By: Joseph Harvie, Staff Writer
South Brunswick Post, 12/04/2006

The N.J. Turnpike Authority has withdrawn applications for wetlands permits for the proposed toll road.

After years of debates, studies and engineering reports, the N.J. Turnpike Authority has officially canceled the proposed Route 92 project.

The N.J. Turnpike Authority, in a Dec. 1 letter to the state Department of Environmental Protection, said it has decided to shift its focus from the proposed 6.7-mile limited-access toll road to a planned widening of the Turnpike from exits 6 to 9.

"Now that we are moving forward on the widening project — the largest expansion of the Turnpike since it was built over 50 years ago — we have decided to cancel the Route 92 project," Turnpike Executive Director Michael Lapolla said in the letter.

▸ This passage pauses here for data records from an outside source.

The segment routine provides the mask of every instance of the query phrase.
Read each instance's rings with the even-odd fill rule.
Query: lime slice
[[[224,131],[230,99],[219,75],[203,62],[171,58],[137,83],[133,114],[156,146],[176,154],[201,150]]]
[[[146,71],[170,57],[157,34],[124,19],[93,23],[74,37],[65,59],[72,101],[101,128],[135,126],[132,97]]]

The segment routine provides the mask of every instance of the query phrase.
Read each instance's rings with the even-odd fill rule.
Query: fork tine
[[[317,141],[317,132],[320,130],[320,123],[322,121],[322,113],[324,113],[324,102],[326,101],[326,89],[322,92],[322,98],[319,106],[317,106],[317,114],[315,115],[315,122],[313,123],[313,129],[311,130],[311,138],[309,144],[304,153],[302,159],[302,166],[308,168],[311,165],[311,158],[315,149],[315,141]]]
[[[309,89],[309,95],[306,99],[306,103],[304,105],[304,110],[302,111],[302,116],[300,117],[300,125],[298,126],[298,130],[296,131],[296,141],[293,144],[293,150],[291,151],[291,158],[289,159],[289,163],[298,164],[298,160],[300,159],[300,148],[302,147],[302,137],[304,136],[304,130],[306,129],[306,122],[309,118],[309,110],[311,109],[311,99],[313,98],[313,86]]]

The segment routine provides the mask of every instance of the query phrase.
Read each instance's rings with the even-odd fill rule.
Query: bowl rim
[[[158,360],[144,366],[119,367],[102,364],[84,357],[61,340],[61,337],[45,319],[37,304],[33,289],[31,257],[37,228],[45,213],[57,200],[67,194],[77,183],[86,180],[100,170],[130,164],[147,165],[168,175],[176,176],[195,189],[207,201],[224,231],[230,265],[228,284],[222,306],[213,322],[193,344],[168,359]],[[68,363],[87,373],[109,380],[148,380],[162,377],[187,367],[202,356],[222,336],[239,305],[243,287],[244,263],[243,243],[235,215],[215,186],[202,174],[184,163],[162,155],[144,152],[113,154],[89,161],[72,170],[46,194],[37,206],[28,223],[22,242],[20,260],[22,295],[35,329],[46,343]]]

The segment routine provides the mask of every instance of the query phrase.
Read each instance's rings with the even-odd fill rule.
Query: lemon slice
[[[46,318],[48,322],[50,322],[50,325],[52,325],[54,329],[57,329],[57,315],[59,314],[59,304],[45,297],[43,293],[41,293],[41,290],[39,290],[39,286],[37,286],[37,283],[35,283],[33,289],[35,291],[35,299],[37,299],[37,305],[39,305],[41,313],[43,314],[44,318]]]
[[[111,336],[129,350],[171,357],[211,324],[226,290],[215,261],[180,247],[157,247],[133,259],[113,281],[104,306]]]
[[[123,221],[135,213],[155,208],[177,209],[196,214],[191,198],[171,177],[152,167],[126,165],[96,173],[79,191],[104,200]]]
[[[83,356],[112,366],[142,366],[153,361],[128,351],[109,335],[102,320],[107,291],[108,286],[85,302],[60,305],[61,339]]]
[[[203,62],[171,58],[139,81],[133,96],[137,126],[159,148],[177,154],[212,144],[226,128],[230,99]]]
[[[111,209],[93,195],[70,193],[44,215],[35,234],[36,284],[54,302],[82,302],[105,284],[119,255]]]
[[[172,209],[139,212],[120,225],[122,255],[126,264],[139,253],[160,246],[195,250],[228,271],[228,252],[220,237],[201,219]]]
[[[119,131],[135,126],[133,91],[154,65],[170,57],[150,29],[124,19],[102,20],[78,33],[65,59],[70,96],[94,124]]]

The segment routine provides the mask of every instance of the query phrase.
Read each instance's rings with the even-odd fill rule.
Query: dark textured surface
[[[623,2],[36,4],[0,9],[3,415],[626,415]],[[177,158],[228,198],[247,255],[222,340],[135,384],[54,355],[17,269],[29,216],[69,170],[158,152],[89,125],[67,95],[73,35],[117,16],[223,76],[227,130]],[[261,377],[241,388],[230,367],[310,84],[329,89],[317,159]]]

The letter was sent to the DEP to officially withdraw applications for wetlands and stream-crossing permits needed from the agency to allow it to build the road.

The decision to withdraw permit requests and cancel the project came a year after the Turnpike Authority shifted $175 million of the $181 million set aside for Route 92 to the widening project.

South Brunswick Mayor Frank Gambatese called the Turnpike's decision good news. He said Monday that the end of Route 92 is a victory for the township.

"This is what we've been waiting for, for the past 14 years," Mayor Gambatese said. "Not only has the road been de-funded, the Turnpike is saying, now, not to build the road."

He said that the cancellation of the project would also put about 100 acres in the right-of-way for the proposed road near Friendship Road, back into the hands of farmers. In addition, he said it could free up other land set aside for the project.

"Now they can do some planting, and it frees up the rest of the land that was set aside for the road," Mayor Gambatese said.